Regionale Unterschiede bei Stillstandzeiten von Windenergieanlagen

Während der Ausbau der erneuerbaren Energien weiter voranschreitet, hängt der Ausbau der Stromnetze in weiteren Teilen des Landes noch hinterher. Dies führt vor allem an Tagen mit hohen Windstärken und viel Sonnenschein dazu, dass die Netzbetreiber die Einspeiseleistung von Windenergieanlagen und Photovoltaikanlagen reduzieren müssen um die Netzstabilität zu gewährleisten und Netzengpässe zu vermeiden. Die Netzbetreiber können einzelne Umspannwerke und die daran angeschlossenen Anlagen auf 60%, 30% oder bei Bedarf auch auf 0% ihrer Einspeiseleistung drosseln.

Untersuchung der Regionalen Planungsgemeinschaft

Die Regionale Planungsgemeinschaf Havelland-Fläming hat die Stillstandzeiten von Windenergieanlagen aufgrund von Netzengpässen ermittelt. Im Untersuchungsjahr 2015 drehten sich 659 Windenergieanlagen in der Planungsregion (Stand: 31.12.2015). Davon waren 369 Anlagen an das Stromnetz der E.dis AG angeschlossen. Auf der Internetseite des Netzbetreibers kann nachvollzogen werden, wann es zu Netzengpässen kam und wie der Netzbetreiber darauf reagiert hat. Diese Daten hat die Regionale Planungsstelle ausgewertet und kommt zu einem aufschlussreichen Ergebnis.

Windenergieanlagen stehen im Schnitt 3 Tage im Jahr still

Im Betrachtungsjahr 2015 wurden von der E.dis AG insgesamt 340 Windenergieanlagen für 41.159 Stunden in ihrer Einspeiseleitung gedrosselt. Durchschnittlich war eine Anlage 121 Stunden von Maßnahmen zur Netzstabilität betroffen. Und für durchschnittlich 74 Stunden wurde eine Anlage komplett vom Netz genommen.

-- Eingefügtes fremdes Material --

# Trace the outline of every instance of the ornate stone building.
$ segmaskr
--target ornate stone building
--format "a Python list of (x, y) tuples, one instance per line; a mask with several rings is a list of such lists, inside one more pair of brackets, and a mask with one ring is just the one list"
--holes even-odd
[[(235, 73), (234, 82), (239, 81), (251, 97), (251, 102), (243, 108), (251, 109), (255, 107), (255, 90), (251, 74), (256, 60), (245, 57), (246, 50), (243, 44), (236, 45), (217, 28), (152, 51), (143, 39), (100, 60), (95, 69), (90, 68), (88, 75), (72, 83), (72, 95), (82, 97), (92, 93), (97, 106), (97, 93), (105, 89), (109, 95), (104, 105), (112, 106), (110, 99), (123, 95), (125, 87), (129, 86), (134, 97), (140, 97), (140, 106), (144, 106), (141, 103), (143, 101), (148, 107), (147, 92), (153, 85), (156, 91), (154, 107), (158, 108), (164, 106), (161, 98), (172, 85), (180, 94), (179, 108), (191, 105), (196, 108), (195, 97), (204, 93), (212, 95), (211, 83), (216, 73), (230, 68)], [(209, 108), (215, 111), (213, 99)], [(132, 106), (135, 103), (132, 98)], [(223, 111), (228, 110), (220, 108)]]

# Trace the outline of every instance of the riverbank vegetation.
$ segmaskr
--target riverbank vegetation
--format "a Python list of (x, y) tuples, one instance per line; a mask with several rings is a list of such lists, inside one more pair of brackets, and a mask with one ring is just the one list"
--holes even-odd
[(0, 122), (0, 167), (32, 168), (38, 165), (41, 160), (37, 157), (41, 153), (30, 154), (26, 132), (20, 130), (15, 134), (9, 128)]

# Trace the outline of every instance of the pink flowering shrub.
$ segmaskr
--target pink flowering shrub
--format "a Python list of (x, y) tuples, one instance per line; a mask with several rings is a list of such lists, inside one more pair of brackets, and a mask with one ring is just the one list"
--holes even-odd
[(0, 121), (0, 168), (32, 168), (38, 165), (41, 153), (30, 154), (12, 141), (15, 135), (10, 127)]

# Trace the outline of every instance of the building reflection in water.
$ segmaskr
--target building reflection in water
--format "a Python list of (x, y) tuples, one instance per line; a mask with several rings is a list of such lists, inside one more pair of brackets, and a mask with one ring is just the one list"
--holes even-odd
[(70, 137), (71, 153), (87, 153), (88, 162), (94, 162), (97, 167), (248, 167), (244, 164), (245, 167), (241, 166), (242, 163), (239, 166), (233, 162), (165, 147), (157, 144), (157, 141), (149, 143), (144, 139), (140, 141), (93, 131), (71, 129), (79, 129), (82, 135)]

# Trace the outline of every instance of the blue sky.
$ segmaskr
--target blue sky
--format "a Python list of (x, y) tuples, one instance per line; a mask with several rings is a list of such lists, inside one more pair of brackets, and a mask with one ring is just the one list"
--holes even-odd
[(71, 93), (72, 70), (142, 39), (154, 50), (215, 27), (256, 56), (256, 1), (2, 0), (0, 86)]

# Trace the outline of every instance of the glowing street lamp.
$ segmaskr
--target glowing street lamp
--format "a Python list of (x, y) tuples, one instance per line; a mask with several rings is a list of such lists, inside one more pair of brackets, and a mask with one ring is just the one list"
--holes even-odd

Erwartungsgemäß haben Windenergieanlagen in Brandenburg rund 8.000 Betriebsstunden im Jahr, bei denen sie ohne Einschränkungen Strom ins Netz einspeisen können. Somit konnte als Ergebnis der Untersuchung festgestellt werden, dass die Stillstandzeiten von Windenergieanlagen aufgrund von Netzengpässen im Durchschnitt circa 1 Prozent der jährlichen Betriebsstunden ausmachen. Weitere Ursachen für den Stillstand von Windenergieanlagen können sein: Wartungsarbeiten an Windenergieanlagen oder am Stromnetz, Vermeidung von Schattenwurf, bei Gefahr von Eiswurf, Vermeidung von Schlagopfern während des Vogelzuges sowie bei Stark- und Schwachwindzeiten.

Deutliche regionale Unterschiede

Bei der Untersuchung wurden auch regionale Unterschiede festgestellt. Mit 122 betroffenen Anlagen und 28.793 Einsatzstunden wurden im Landkreis Teltow-Fläming am häufigsten und die meisten Windenergieanlagen durch den Netzbetreiber reguliert. Durchschnittlich wurde eine Anlage 236 Stunden in ihrer Leistung gedrosselt und für durchschnittlich 136 Stunden stand sie komplett still. Auf Grund von Netzengpässen wurden 109 Anlagen im Landkreis Havelland jeweils für 21 Stunden auf 0% ihrer Einspeiseleistung gedrosselt. Im Landkreis Potsdam-Mittelmark wurden die 107 betroffenen Anlagen im Durchschnitt für 58 Stunden vollständig vom Stromnetz getrennt.

Ausblick

Windenergieanlagen drehen sich nicht an allen 365 Tagen im Jahr. Das kann verschiedene Ursachen haben. Stillstandzeiten aufgrund von Netzengpässen sind aber in der Region Havelland-Fläming nachweisbar nur von geringer Dauer. Um den weiteren Ausbau der erneuerbaren Energien gerecht zu werden, müssen die Netzbetreiber ihre Netze ausbauen. Unter anderem soll die bestehende 380-kV-Hochspannungsleitung zwischen Wustermark und Brandenburg ausgebaut und eine 110-kV-Stromleitung zwischen Petkus und Schönewalde als Erdkabel errichtet werden.